Green Building Products: Avoid the Hype
Imagine you’re shopping for a new flooring product for your stock of existing buildings. A somewhat vague corporate directive has recently mandated that you should now consider “green criteria” in all purchasing decisions. One product catches your interest because it claims “low VOC emissions.” Another is “made from recycled content.” A third simply professes to be “Earth friendly.” So, in one form or another, they all claim to be green products. How do you decide which is the most green?
This scenario illustrates a larger and more difficult question: If a product is purported to be green, what characteristics make it so? What do phrases like “environmentally friendly” really mean? Are they advertising rhetoric or credible declarations of an environmentally responsible product?

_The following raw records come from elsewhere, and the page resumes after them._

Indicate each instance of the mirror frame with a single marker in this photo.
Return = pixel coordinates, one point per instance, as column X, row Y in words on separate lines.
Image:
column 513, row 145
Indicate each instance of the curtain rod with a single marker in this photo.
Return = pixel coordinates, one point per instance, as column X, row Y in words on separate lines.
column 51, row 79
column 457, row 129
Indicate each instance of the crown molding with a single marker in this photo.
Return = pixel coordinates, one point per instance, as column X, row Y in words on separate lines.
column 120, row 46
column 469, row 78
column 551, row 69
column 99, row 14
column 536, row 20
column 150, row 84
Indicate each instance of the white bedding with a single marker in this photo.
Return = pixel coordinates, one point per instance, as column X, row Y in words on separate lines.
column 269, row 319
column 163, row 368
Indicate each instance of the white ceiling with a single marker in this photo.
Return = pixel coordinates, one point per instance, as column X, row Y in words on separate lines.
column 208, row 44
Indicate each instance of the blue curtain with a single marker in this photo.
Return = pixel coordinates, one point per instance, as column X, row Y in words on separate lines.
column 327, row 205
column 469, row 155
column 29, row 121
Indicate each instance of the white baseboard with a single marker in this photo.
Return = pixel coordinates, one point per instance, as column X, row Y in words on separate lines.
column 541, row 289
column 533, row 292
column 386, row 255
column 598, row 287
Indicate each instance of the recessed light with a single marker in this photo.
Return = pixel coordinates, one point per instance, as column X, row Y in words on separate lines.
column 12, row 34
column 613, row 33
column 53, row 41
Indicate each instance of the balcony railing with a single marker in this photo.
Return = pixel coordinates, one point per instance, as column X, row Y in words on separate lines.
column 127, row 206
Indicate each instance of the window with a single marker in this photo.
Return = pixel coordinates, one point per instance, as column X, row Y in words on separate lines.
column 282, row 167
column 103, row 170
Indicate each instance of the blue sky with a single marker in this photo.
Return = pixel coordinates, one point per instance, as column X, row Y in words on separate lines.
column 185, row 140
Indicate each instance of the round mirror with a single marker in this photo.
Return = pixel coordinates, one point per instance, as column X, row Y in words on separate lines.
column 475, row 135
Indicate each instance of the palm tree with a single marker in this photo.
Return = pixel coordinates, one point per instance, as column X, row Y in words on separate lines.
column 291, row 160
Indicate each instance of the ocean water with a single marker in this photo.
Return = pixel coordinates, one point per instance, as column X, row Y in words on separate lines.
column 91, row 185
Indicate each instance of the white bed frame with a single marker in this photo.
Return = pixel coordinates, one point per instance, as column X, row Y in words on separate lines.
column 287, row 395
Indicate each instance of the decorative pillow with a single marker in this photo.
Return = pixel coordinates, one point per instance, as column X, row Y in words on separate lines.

These are some of the questions that flummox even the most sophisticated facility executives as they weigh environmental characteristics of building products. There was a time when many of those claims would have been accepted at face value. But as the green building industry has matured, so has the notion of using green marketing to move products. Facility executives have learned to take these soft environmental claims with a grain of salt. Rightfully so. Most experts say that exaggerated or downright inaccurate environmental claims — greenwash — are as prevalent as ever.
“Greenwash has definitely gotten worse in the last five years,” says Tom Cooper, principal, environmental design and research for Kaiser Permanente. “Some companies have worked hard to be truly green, but some just changed their marketing.”
According to the U.S. Patent and Trademark Office, applications for new brand names, logos and tag lines with the word “green” increased from 1,100 in 2006 to more than 2,400 in 2007 — evidence that the green clutter is only getting more chaotic.
The good news is that third-party green certifications and specific environmental standards are helping facility executives separate fact from fluff. And better news is that many more green products than even five years ago are conforming to facility executives’ first two priorities in product selection: high performance and competitive cost.
“We’re committed to green, but products must perform equally,” says Michael Rengers, vice president of operations and facilities for Sarah Lawrence College.
So it’s increasingly incumbent upon facility executives to determine first what criteria they consider most important, and then to cut through the claims and find out which products really are green in the way they are advertised to be. Many manufacturers are adept at truthfully telling their products’ environmental tale. But there are still more that tend to overstate claims or tell only part of the truth.
“We question all assumptions,” says Rengers. “Just because it comes in a green bottle doesn’t mean it’s environmentally responsible.”
Third-party green certifications are one part of the answer to how to verify assumptions. An environmental life-cycle assessment is another. But at the end of the day, facility executives should build their own system based on what is important to them for determining what is greenwash and what is not.